Tolérance zéro pour l’inflammation
Dans la rectocolite hémorragique (RCH), on juge la réponse thérapeutique sur la suppression de la symptomatologie mais aussi sur la disparition des signes endoscopiques. Dans la maladie de Crohn, l'objectif du traitement est l’absence de symptomatologie et la rémission morphologique mais il reste encore à préciser les critères de rémission à l’endoscopie et à l’IRM.
La question de la conduite à tenir chez des patients asymptomatiques mais gardant des lésions endoscopiques reste en suspend, l’intensification du traitement dans ce cas n’ayant pas encore prouvé son intérêt.

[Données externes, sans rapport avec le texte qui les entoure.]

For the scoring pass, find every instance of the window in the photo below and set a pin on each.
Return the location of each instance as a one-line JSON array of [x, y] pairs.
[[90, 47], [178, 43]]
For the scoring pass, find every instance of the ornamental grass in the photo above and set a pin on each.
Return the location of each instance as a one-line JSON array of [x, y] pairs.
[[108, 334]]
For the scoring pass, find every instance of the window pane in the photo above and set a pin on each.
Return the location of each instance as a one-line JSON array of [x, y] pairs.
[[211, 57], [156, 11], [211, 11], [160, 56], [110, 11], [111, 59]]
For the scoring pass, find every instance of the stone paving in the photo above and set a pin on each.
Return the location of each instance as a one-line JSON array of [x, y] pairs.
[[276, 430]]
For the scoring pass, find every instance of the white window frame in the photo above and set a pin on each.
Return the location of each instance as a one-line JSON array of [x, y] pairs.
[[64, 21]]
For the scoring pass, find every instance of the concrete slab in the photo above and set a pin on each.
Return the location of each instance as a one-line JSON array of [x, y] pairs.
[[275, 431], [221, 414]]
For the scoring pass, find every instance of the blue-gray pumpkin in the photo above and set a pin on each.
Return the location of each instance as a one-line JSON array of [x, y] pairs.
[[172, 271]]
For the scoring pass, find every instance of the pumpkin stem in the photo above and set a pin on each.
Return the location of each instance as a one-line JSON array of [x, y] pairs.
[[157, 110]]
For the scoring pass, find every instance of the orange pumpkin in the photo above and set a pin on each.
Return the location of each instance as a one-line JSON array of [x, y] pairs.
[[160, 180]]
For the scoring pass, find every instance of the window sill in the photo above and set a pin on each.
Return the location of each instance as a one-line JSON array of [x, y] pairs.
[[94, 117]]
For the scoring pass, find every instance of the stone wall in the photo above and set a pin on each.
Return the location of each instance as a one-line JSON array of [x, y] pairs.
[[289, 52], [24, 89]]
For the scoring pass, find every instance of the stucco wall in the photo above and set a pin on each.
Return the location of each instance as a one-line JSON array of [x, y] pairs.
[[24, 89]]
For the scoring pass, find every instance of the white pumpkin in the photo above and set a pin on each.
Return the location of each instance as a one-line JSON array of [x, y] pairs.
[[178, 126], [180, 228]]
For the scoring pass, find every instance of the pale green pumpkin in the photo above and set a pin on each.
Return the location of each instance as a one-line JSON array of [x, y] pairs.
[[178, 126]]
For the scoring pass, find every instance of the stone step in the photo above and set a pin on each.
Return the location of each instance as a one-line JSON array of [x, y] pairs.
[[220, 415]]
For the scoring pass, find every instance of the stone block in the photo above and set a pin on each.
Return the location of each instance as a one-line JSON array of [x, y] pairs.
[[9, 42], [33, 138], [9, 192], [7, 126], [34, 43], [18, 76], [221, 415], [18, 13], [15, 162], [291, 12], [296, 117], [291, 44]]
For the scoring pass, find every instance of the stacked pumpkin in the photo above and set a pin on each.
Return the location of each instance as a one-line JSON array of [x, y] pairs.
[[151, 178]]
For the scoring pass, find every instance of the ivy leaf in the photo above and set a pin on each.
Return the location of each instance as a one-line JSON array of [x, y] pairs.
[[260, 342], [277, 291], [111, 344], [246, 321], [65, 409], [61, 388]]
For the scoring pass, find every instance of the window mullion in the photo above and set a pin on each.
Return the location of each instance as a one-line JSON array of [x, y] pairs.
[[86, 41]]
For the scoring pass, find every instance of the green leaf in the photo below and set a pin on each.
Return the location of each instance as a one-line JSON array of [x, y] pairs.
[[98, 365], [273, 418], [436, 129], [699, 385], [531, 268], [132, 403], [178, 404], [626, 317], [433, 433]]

Dosage de biomarqueurs à intégrer dans une réflexion globale
Des biomarqueurs comme la CRP ou la calprotectine fécale sont intéressants pour suivre le patient avec des critères plus objectifs que la clinique. La calprotectine, libérée par les polynucléaires neutrophiles dans l’intestin en cas d’inflammation a une bonne valeur prédictive négative lorsqu’elle est basse mais reste difficile à interpréter quand elle est élevée. Elle est plus intéressante dans la maladie de Crohn où l’endoscopie est plus complexe et les signes cliniques moins fiables que dans la RCH où la seule présence de sang dans les selles signale la non-rémission. Il n'existe pas actuellement de recommandation sur la fréquence de ces dosages. Autre examen de plus en plus utilisé, le dosage sanguin des médicaments, mais le débat reste ouvert sur la réponse thérapeutique à apporter selon les résultats.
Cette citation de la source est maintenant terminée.